Acceptance: We tend to avoid uncomfortable emotions like shame because they make us feel vulnerable and flawed. But instead of pushing those feelings away, we’re going to focus on embracing them. Acceptance doesn’t mean you like or invite shame into your life—it simply means making room for those emotions when they arise, without judgment. Over time, the more you allow yourself to experience these feelings, the less intense they’ll seem. It’s counterintuitive, but the more you accept shame, the less power it holds over you.

Cognitive Defusion: Thoughts like "I'm unlovable" or "I’m not good enough" can feel overwhelming, but cognitive defusion helps create distance between you and these self-critical thoughts. We’ll explore how these thoughts are just one way of interpreting a situation—not the only truth. This allows you to step back from them, view them as passing ideas rather than concrete facts, and regain control over how you react to them.

Being Present: So much of shame lives in either the past—replaying moments when you think you failed—or the future, where you're worried about repeating the same mistakes. Being present involves grounding yourself in the here and now. Together, we'll work on mindfulness techniques to bring your attention to what is happening right in front of you, rather than what has happened or could happen. When you practice staying in the moment, you spend less time being critical of yourself or others.
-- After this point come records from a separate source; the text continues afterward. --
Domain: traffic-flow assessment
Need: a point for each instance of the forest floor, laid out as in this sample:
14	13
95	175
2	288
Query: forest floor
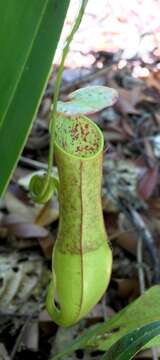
131	183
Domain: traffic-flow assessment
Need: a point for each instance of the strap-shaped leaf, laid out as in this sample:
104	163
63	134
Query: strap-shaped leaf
88	100
29	33
130	344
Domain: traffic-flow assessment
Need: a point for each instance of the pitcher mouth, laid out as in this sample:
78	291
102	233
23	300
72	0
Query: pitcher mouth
78	136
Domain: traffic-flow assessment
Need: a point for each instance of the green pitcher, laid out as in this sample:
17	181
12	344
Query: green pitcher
82	258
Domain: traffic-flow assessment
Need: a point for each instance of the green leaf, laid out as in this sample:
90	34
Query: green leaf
139	313
130	344
88	100
29	33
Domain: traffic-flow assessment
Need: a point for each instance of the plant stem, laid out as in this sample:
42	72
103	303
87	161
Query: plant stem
57	89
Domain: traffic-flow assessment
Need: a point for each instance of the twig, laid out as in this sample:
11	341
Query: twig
140	265
19	338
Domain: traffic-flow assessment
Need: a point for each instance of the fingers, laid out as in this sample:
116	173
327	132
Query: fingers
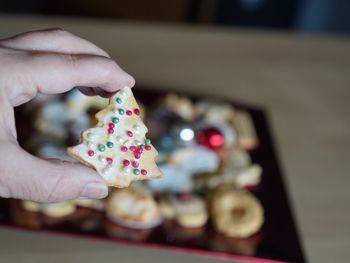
57	73
31	178
53	40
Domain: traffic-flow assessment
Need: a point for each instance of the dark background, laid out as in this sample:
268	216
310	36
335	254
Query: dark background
325	16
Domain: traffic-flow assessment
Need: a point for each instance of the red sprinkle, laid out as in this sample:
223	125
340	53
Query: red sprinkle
137	111
139	150
148	147
132	148
135	164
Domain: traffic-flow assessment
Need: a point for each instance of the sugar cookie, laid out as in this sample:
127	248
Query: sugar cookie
116	147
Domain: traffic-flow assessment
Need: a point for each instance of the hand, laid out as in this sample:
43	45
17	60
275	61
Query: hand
51	62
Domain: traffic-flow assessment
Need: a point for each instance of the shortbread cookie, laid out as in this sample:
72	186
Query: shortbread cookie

The Observing Self: Often, we feel ashamed because we’re viewing our lives through the lens of past experiences or anxieties. Learning to observe yourself in the moment allows you to understand that while you're experiencing shame, it doesn’t define you. This practice helps you step back and see the situation more clearly without letting emotions cloud your judgment. It’s about creating a separation between who you are and what you're feeling.
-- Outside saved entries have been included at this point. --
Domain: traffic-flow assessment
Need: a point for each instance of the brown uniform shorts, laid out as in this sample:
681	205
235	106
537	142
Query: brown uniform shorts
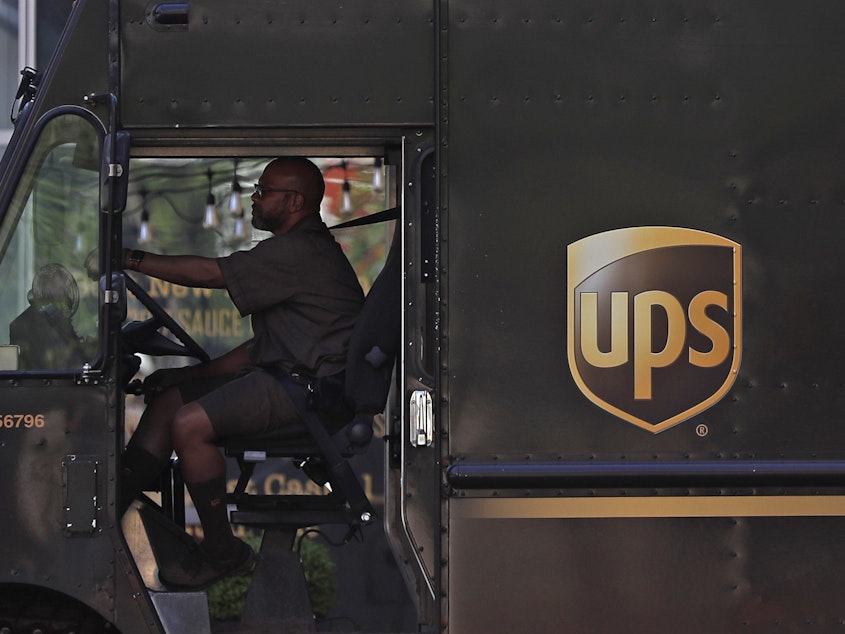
249	402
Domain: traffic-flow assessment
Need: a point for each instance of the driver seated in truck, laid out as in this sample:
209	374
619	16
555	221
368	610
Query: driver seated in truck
303	298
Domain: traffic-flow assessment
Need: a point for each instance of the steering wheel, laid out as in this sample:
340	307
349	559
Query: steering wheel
144	336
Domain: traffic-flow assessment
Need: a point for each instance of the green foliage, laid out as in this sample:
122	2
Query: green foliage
226	599
319	575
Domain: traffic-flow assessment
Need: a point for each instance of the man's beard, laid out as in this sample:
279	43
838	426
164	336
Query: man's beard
263	223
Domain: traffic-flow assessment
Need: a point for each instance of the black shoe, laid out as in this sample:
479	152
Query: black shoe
197	571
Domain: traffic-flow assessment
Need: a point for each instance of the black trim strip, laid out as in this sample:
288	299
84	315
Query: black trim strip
652	474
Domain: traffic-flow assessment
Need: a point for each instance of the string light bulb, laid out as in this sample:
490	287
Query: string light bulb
346	198
378	176
240	228
145	234
236	207
210	220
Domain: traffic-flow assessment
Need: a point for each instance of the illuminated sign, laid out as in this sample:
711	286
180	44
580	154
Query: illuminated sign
654	321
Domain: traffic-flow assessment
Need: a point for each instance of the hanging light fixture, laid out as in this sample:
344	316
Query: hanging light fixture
378	176
236	207
240	228
210	220
144	233
346	198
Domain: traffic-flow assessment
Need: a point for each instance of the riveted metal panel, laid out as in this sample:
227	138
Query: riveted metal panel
603	575
263	63
569	120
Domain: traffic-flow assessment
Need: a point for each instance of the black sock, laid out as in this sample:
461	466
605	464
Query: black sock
209	499
139	469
Values – What Truly Matters to You: Our values guide our decisions and actions, but sometimes shame can skew our understanding of what really matters. When life gets overwhelming, it’s easy to lose touch with your core values. By clarifying what’s most important to you—what you stand for, how you want to live, and what you object to—we can create a roadmap for how to overcome shame. We'll reflect on questions like, "What do I want to be remembered for?" and "What do I truly care about?" to help you reconnect with your values.
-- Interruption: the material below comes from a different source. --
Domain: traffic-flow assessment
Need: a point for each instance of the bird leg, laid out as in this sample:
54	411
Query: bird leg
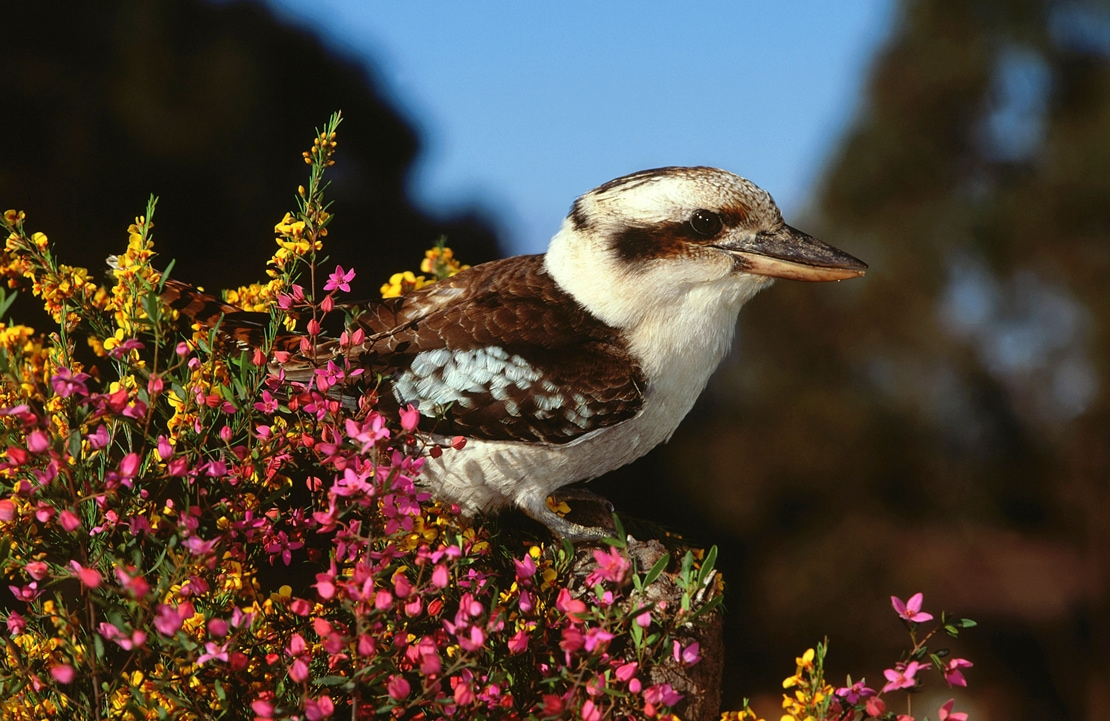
536	509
Taking Committed Action: Finally, once you have a clearer sense of your values and have embraced your emotions, it’s time to take action. Committed actions are concrete steps aligned with the life you want to lead, despite feelings of shame. This might involve setting small, achievable goals that move you closer to living in line with your values. Or, it could mean intentionally exposing yourself to uncomfortable situations to reduce the power they have over you. The key is consistency—practicing new behaviors that reflect the person you want to become.
Each of these strategies is designed to help you navigate and ultimately transform your relationship with shame. Remember, it’s not about eliminating shame altogether—it's about learning how to live with it in a way that doesn't hold you back from living your life fully and authentically.

In our sessions...

Shame is a natural emotion, but when it goes unchecked, it can cause deep pain. By understanding how shame works and learning to address it head-on, you can begin to break free from its grip. Whether through therapy, self-reflection, or support from loved ones, it’s possible to heal from both ordinary and toxic shame. It takes time and patience, but the journey toward self-acceptance and emotional well-being is worth it. Remember, you are more than your mistakes, and you are worthy of love and connection just as you are.